If you mean the "too small to fail" behavior then it's generally true,
except in some corner cases like being an oom victim, in which case the
allocation can fail - the userspace process is doomed anyway. But a (small)
kernel allocation not handling NULL would still need __GFP_NOFAIL to prevent
that corner case.
>> Indeed. Dave Chinner's commit f078d4ea82760 ("xfs: convert kmem_alloc()
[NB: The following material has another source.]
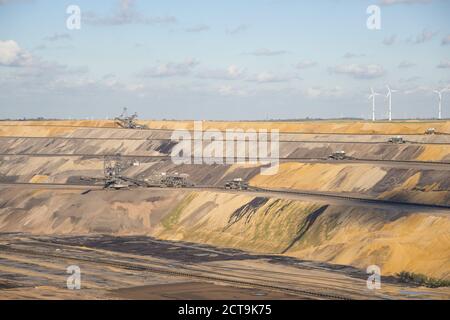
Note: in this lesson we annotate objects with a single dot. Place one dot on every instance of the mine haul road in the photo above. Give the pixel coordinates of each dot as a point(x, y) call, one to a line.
point(322, 197)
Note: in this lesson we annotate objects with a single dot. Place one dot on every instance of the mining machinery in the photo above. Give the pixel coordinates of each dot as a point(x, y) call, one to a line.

>> to kmalloc()") dropped the xfs wrapper. This allocation didn't use
>> KM_MAYFAIL so it got __GFP_NOFAIL. The commit mentions this high-order
>> nofail issue for another allocation site that had to use xlog_kvmalloc().
>
> I don't see how high-order allocation behaviour is relevant here.
>
> Pahole says the struct xfs_mount is 4224 bytes in length. It is an
> order-1 allocation and if we've fragmented memory so badly that slab
> can't allocate an order-1 page then *lots* of other stuff is going
> to be stalling. (e.g. slab pages for inodes are typically order-3,
> same as the kmalloc-8kk slab).
Elsewhere in this thread we figured it out since I wrote the quoted reply.
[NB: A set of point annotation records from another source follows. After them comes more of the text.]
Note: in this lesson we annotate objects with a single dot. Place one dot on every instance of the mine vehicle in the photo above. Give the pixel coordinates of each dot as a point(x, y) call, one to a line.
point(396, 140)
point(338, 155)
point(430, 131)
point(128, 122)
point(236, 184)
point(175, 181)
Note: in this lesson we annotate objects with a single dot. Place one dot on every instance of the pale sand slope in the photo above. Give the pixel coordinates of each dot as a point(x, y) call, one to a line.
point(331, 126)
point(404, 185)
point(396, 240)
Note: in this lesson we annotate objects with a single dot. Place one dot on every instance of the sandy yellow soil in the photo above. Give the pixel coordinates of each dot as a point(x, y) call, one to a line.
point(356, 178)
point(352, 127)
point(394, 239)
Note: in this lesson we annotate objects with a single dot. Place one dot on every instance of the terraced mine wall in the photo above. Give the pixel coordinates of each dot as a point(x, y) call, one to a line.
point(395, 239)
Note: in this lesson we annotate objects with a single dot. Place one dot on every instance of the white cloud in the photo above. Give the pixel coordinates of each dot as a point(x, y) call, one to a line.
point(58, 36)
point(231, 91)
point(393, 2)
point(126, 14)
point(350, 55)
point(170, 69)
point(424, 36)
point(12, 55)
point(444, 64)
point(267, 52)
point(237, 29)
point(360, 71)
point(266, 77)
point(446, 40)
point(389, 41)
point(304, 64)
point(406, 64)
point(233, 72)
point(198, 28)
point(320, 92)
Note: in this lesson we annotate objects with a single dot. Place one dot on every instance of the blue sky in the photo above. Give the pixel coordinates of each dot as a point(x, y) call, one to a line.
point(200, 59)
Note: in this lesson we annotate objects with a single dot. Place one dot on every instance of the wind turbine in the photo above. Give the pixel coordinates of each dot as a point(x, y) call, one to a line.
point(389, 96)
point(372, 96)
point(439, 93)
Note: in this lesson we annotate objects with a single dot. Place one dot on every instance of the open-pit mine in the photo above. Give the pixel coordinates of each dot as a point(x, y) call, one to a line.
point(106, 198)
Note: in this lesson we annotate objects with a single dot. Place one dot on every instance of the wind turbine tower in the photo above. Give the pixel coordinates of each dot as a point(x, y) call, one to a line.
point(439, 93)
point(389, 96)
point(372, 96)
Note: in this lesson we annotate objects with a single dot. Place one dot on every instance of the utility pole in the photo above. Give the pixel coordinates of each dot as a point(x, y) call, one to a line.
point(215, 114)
4224 bytes means kmalloc-8k where the fallback allocation (the one that
passes on the __GFP_NOFAIL) order is 1 normally. But due to KASAN enabled
its metadata means the per-object size goes above 8k and thus the fallback
order will be 2. It's a corner case that wasn't anticipated and existed for
years without known reports. We'll need to deal with it somehow.
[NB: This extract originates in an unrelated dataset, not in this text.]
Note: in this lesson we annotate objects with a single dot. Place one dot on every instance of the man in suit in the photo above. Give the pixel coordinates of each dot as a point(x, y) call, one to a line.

> Note that the size of the structure is largely because of the
> embedded cpumask for inodegc:
>
> struct cpumask m_inodegc_cpumask; /* 3104 1024 */
>
> This should probably be pulled out into a dynamically allocated
> inodegc specific structure. Then the struct xfs_mount is only a
> order-0 allocation and should never fail, regardless of
> __GFP_NOFAIL being specified or not.
>
>> I think either this allocation really can fail as the code (return
>> -ENOMEM) suggests and thus can drop __GFP_NOFAIL, or it can use
>> kvmalloc() - I think the wrapper for that can be removed now too after
>> the discussion in [1] resulted in commit 46459154f997 ("mm: kvmalloc:
>> make kmalloc fast path real fast path").
>
> I know about that - I have patches that I'm testing that replace
> xlog_kvmalloc() with kvmalloc calls.
Great, thanks!
> -Dave.